Helmholtz coils are two identical circular coils having the same radius 𝑅 and the same number of turns N, separated by a distance equal to the radius 𝑅 and carrying the same dc current I in the same direction. (See Fig. 28–61.) They are used in scientific instruments to generate nearly uniform magnetic fields. (They can be seen in the photo, Fig. 27–19.) (a) Determine the magnetic field B at points 𝓍 along the line joining their centers. Let 𝓍 = 0 at the center of one coil, and 𝓍 = 𝑅 at the center of the other. (b) Show that the field midway between the coils is particularly uniform by showing that dB/d𝓍 = 0 and d²B/d𝓍² = 0 at the midpoint between the coils. (c) If 𝑅 = 10.0 cm, N = 85 turns and I = 3.0 A, what is the field at the midpoint between the coils, 𝓍 = 𝑅/2?

The power cable for an electric trolley (Fig. 27–60) carries a horizontal current of 330 A toward the east.

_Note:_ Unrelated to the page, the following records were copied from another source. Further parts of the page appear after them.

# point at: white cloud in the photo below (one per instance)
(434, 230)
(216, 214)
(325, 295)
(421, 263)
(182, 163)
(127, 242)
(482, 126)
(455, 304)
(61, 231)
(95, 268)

The Earth’s magnetic field has a strength 5.0 x 10^-5 T and makes an angle of dip of 22° at this location. Calculate the magnitude and direction of the magnetic force on a 15-m length of this cable.

Part of a long, thin insulated straight wire is formed into a single circular loop of radius 𝑅 (Fig. 28–68) and carries a current I. (a) What is the magnitude and direction of the magnetic field at the center of the loop? (b) If the plane of the loop is twisted 90 degrees so that the plane is perpendicular to the straight part of the wire (i.e., in the yz plane) what is the magnitude and direction of the field now at the center of the loop?

A long horizontal wire carries a current of 42 A. A second wire, made of 1.00-mm-diameter copper wire and parallel to the first, is kept in suspension magnetically 5.0 cm below (Fig. 28–60). (a) Determine the magnitude and direction of the current in the lower wire. (b) Is the lower wire in stable equilibrium? (c) Repeat parts (a) and (b) if the second wire is suspended 5.0 cm above the first due to the first’s magnetic field.

A set of Helmholtz coils (see Problem 62, Fig. 28–61) have a radius 𝑅 = 10.0 cm and are separated by a distance 𝑅 = 10.0 cm . Each coil has 85 loops carrying a current I = 2.0 A. Graph B as a function of 𝓍.

Two long straight aluminum wires, each of diameter 0.42 mm, carry the same current but in opposite directions. They are suspended by 0.50-m-long strings as shown in Fig. 28–66. If the suspension strings make an angle of 3.0° with the vertical and are hanging freely, what is the current in the wires?